The Morrill Act of 1862 established these colleges nationwide. Called the land-grant system, this class of colleges was originally endowed by grants of public lands in the developing western United States. Mississippi joined the movement with the first assignment of land-grant funding to Alcorn University and the University of Mississippi in 1871. The State A&M College near Starkville was established as Mississippi's land-grant institution in 1878.
In 1887, the Hatch Act established the agricultural experiment station system, modeled on European stations, but with a distinctly American interest in applied research. The Mississippi legislature responded with its experiment station act in 1888. Although the federal act bears the name of Missouri's William Henry Hatch, significant credit must be given to our state's Senator James Z. George.
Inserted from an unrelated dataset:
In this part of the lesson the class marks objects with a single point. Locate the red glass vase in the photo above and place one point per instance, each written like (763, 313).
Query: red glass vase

He introduced the first experiment station bill in 1885 only to see it stall in the House of Representatives.
The Second Morrill Act, passed in 1890 after 18 years of debate, provided for direct annual appropriations to each state to support its land-grant college.
The existence of land-grant colleges and experiment stations resulted in a growing logjam of knowledge that needed to be made available to the farmer and farm family in the field. A variety of activities including farmers institutes, agricultural societies, and corn and tomato clubs were tried to meet these needs. In response, the Smith-Lever Act of 1914 established cooperative extension work.Mississippi's legislature had earlier responded with funding for demonstration work by county departments of agriculture in 1908. In 1916, the state legislature assigned responsibility for extension work to A&M College.
A separate School of Forest Resources was established in 1954.
In 1961, a separate vice presidency was established for the division.
The national experiment station agenda was further enhanced in 1962 with passage of the McIntire-Stennis Forestry Act. With 17 million acres of commercial forests, Mississippi has a significant stake in forestry research and development.
The state legislature further recognized the crucial nature of forestry resources with the establishment of the Forest Products Utilization Laboratory in 1964. The act was "specifically designed to establish a program for the discovery and dissemination of knowledge concerning forest products and the uses thereof."
Three decades later, the state legislature determined that line-item budgetary status for the state's forestry, forest products, and wildlife and fisheries research programs should be consolidated in a single unit, the Forest and Wildlife Research Center.
In 1974, the legislature, recognizing the public benefit of animal health services, directed the Board of Trustees of the State Institutions of Higher Learning to establish a College of Veterinary Medicine at State. Veterinary practice and research are keys to the success of the food and fiber system in dealing with an animal industry that exceeds one billion dollars in value. And, the public health benefits from rapid and accurate diagnosis of animal diseases transmissible to humans.